Caching Database Queries
Which queries to cache
Not every query benefits from caching. The best candidates are queries that are expensive (JOINs, aggregations, subqueries), frequent (called on every page load), and stable (the result does not change often).
Expensive queries
The top books query from this course joins three tables and computes an average:
const topBooks = await cacheThrough("top-books", 5 * 60_000, () =>
db
.prepare(
`
SELECT books.id, books.title, authors.name AS author_name,
AVG(reviews.rating) AS avg_rating, COUNT(reviews.id) AS review_count
FROM books
JOIN authors ON books.author_id = authors.id
JOIN reviews ON reviews.book_id = books.id
GROUP BY books.id
ORDER BY avg_rating DESC, review_count DESC
LIMIT 10
`,
)
.all(),
); This query is a good cache candidate: it joins three tables, computes aggregates, sorts, and limits. It runs on every homepage visit. The result changes only when reviews are posted (infrequently).

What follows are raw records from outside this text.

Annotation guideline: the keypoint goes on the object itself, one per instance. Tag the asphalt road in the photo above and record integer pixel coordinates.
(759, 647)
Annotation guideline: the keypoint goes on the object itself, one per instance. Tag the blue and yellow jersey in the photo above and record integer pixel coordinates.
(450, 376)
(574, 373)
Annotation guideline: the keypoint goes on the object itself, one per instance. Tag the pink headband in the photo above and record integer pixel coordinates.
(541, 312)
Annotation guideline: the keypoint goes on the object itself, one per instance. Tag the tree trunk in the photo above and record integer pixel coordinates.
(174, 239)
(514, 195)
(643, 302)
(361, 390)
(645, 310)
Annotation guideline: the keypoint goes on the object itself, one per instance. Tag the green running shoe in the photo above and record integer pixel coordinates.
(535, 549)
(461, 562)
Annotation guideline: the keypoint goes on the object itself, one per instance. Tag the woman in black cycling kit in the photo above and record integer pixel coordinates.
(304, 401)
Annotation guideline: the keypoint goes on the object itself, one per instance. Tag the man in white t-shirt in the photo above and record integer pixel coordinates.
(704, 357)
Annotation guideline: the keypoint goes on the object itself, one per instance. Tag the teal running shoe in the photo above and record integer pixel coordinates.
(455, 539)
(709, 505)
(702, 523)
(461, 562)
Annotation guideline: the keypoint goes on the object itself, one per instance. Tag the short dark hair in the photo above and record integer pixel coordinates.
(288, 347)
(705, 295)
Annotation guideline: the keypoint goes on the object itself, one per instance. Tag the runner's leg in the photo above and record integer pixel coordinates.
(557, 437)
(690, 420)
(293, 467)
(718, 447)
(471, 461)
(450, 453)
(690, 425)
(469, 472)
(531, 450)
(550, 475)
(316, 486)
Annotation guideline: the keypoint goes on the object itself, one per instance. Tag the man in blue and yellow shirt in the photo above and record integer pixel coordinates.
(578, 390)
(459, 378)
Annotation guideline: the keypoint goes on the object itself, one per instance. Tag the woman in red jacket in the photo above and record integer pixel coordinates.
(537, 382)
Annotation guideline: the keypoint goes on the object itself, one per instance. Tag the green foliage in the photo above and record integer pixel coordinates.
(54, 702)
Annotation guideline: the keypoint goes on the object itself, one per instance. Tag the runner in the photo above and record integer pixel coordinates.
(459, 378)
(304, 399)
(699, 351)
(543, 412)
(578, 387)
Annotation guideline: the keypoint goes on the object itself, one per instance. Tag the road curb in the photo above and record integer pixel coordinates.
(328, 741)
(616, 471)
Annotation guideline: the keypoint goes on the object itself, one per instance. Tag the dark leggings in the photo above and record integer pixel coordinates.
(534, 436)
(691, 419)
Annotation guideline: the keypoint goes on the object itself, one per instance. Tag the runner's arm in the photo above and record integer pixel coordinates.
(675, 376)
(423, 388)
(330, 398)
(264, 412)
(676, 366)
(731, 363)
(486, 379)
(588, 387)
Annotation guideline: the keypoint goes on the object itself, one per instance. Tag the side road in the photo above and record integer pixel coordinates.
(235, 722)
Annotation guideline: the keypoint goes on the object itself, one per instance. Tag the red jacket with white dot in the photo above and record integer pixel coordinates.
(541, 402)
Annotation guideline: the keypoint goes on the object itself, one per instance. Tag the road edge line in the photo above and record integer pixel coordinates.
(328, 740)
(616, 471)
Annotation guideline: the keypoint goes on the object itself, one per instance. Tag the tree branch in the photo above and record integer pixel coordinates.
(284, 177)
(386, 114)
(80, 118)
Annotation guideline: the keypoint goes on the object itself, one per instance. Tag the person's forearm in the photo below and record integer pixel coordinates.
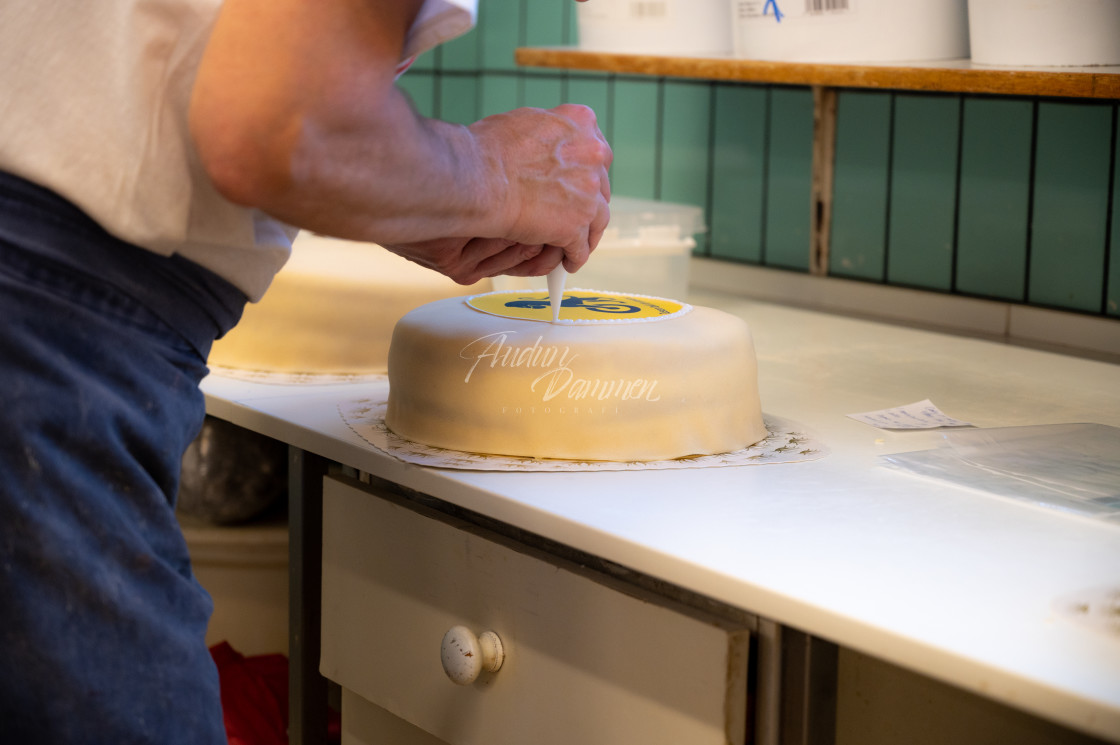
(329, 143)
(295, 112)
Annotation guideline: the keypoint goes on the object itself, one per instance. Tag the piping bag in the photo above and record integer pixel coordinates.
(557, 279)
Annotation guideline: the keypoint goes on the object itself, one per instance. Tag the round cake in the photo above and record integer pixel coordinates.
(332, 310)
(618, 378)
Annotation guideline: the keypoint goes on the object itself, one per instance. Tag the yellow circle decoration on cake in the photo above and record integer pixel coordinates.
(578, 306)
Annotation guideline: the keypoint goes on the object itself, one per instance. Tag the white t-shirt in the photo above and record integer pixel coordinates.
(93, 105)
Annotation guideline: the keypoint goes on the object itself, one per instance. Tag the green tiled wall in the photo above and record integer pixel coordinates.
(1000, 197)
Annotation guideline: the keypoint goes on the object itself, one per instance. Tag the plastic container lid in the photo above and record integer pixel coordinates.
(633, 220)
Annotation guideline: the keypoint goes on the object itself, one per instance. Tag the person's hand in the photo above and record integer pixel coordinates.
(468, 260)
(550, 179)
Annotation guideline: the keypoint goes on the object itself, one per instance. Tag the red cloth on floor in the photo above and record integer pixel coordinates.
(254, 696)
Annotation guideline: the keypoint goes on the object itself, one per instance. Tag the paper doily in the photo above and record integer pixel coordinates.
(787, 443)
(274, 378)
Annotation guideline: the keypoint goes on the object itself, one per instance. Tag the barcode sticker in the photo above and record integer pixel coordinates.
(827, 6)
(649, 9)
(781, 10)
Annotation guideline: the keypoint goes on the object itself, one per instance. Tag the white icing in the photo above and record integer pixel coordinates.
(330, 310)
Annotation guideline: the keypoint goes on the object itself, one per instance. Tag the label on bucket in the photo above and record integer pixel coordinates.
(781, 10)
(638, 10)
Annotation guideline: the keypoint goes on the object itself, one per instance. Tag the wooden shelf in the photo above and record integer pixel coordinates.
(949, 76)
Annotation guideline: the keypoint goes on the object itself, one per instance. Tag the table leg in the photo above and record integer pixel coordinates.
(307, 689)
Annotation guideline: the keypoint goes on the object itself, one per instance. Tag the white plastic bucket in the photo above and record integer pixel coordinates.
(661, 27)
(850, 30)
(1045, 33)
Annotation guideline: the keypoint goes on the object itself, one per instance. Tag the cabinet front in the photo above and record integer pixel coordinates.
(541, 651)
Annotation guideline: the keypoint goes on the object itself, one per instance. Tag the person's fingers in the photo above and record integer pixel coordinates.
(538, 266)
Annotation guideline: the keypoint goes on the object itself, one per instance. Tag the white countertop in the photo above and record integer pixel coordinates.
(955, 584)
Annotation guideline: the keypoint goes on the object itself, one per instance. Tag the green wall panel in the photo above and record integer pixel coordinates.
(458, 99)
(1069, 230)
(498, 92)
(789, 178)
(542, 91)
(686, 131)
(923, 191)
(635, 138)
(462, 54)
(500, 24)
(1112, 299)
(860, 185)
(546, 22)
(738, 160)
(994, 197)
(594, 92)
(421, 87)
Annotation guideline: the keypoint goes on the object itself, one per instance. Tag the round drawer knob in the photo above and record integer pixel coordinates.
(466, 655)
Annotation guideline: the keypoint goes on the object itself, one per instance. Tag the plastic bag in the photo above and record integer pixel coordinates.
(1073, 467)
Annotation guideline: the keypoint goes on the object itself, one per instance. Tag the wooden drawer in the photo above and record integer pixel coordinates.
(588, 660)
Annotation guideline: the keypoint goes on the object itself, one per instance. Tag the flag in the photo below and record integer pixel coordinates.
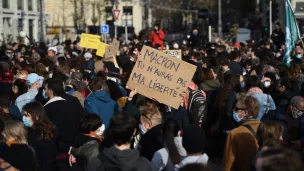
(292, 32)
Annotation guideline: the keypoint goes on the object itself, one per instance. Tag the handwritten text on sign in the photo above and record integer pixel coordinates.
(89, 41)
(101, 49)
(161, 77)
(174, 53)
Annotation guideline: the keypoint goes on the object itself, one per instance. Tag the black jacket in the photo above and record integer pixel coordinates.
(151, 142)
(85, 149)
(278, 37)
(45, 151)
(65, 114)
(112, 159)
(236, 68)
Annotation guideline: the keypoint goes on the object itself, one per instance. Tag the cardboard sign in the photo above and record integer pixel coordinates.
(112, 49)
(161, 77)
(101, 49)
(174, 53)
(89, 41)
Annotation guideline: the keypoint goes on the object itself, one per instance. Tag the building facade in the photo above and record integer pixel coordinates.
(19, 15)
(78, 14)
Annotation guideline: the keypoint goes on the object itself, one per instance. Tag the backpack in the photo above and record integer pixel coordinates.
(107, 165)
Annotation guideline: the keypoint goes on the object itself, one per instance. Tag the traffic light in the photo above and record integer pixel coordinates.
(275, 11)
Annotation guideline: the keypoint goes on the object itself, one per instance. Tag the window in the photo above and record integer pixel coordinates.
(20, 4)
(5, 3)
(30, 5)
(20, 25)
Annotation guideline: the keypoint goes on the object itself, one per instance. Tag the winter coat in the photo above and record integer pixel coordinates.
(115, 159)
(240, 147)
(101, 104)
(157, 38)
(151, 142)
(85, 149)
(65, 113)
(202, 159)
(161, 159)
(45, 151)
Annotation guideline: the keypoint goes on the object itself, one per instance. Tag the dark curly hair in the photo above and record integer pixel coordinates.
(42, 125)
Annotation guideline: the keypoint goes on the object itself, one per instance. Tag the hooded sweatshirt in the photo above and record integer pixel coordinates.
(114, 159)
(101, 104)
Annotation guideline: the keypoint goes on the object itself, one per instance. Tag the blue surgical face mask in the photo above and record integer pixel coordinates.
(143, 130)
(299, 56)
(236, 117)
(243, 84)
(27, 122)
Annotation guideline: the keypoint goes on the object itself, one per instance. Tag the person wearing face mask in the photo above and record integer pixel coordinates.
(34, 82)
(269, 83)
(293, 122)
(119, 155)
(234, 65)
(41, 135)
(86, 143)
(241, 143)
(150, 137)
(195, 38)
(157, 37)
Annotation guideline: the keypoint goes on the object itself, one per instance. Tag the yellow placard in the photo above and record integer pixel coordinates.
(101, 49)
(89, 41)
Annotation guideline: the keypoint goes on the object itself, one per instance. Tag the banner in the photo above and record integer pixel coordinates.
(292, 33)
(112, 49)
(101, 49)
(174, 53)
(89, 41)
(161, 77)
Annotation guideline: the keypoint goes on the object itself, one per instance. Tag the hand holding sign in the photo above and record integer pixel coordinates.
(162, 77)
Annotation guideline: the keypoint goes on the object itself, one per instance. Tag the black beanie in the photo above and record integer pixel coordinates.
(20, 156)
(194, 139)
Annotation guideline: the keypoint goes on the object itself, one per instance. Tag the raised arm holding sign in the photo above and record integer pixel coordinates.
(161, 77)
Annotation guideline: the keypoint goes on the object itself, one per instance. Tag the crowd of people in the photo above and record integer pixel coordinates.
(65, 109)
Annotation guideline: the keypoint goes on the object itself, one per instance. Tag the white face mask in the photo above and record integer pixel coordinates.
(143, 130)
(101, 130)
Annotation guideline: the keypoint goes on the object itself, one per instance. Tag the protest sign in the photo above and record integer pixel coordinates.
(112, 49)
(89, 41)
(101, 49)
(161, 77)
(174, 53)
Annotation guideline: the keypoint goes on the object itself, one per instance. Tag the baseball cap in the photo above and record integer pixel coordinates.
(53, 49)
(20, 156)
(33, 77)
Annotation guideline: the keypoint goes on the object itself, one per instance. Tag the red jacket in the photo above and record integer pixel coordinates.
(157, 38)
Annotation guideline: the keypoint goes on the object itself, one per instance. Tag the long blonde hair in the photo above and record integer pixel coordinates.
(15, 130)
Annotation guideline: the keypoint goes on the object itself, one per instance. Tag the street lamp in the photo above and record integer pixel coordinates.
(220, 19)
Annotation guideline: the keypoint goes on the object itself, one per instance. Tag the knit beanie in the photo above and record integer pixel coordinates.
(194, 139)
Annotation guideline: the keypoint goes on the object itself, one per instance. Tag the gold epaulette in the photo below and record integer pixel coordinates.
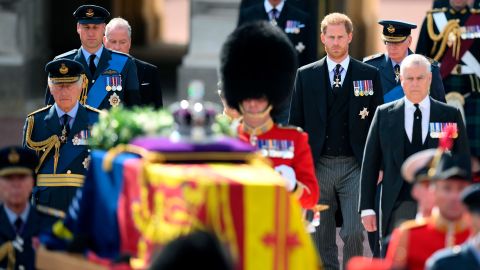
(50, 211)
(94, 109)
(66, 54)
(40, 110)
(299, 129)
(474, 10)
(412, 224)
(444, 9)
(373, 56)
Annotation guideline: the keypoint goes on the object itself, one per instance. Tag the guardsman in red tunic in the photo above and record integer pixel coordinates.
(416, 240)
(258, 65)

Building cache keys from query parameters
Queries with parameters need cache keys that include the parameters:
route.get("/books", {
resolve: async (c) => {
const genre = (c.input.query as any)?.genre;
const page = (c.input.query as any)?.page ?? "1";
const key = genre ? `books:genre=${genre}:page=${page}` : `books:page=${page}`;
const books = await cacheThrough(key, 60_000, () => {
let sql = `
SELECT books.*, authors.name AS author_name
FROM books JOIN authors ON books.author_id = authors.id
`;
const params: any[] = [];
if (genre) {
sql += " WHERE books.genre = ?";
params.push(genre);
}
sql += " ORDER BY books.title LIMIT 20 OFFSET ?";
params.push((parseInt(page) - 1) * 20);
return db.prepare(sql).all(...params);
});
return Response.json(books);
},
}); Different query parameters produce different cache keys. books:genre=fiction:page=1 and books:genre=fantasy:page=1 are separate cache entries because they return different data.
Single-record caching
Individual records are cached by their ID:
route.get("/books/:id", {
resolve: async (c) => {
const id = c.input.params.id as string;
const book = await cacheThrough(`book:${id}`, 10 * 60_000, () =>
db
.prepare(
`
SELECT books.*, authors.name AS author_name,
(SELECT AVG(rating) FROM reviews WHERE book_id = books.id) AS avg_rating,
(SELECT COUNT(*) FROM reviews WHERE book_id = books.id) AS review_count
FROM books JOIN authors ON books.author_id = authors.id
WHERE books.id = ?
`,
)
.get(id),
);
if (!book) return Response.json({ error: "Not found" }, { status: 404 });
return Response.json(book);
},
}); [!WARNING] Be careful caching “not found” results. If
cacheThroughcachesundefined(no book found), every request for that non-existent ID returnsundefinedfrom cache — even if the book is created later. Either do not cache misses, or use a very short TTL for them.
Queries NOT worth caching
Queries that are already fast. A simple SELECT * FROM books WHERE id = ? with an indexed primary key takes under 1ms. Caching adds complexity without meaningful improvement.
Queries with unique parameters. A search query like WHERE title LIKE '%user input%' has infinite possible inputs. Each input produces a different cache key. The cache fills up with entries that are never reused.
Queries that must be real-time. Inventory checks for purchase decisions, account balances, authentication status. Stale data here causes real problems.
Exercises
Exercise 1: Add caching to the /books/top endpoint with cacheThrough. Log hits and misses. Call it 10 times. Verify 1 miss and 9 hits.
Exercise 2: Add caching to /books with genre and page in the cache key. Verify different parameters use different cache entries.
Exercise 3: Cache /books/:id. Post a review for that book. Verify the cached detail still shows the old rating (stale until TTL expires).
Why should the cache key include query parameters like genre and page?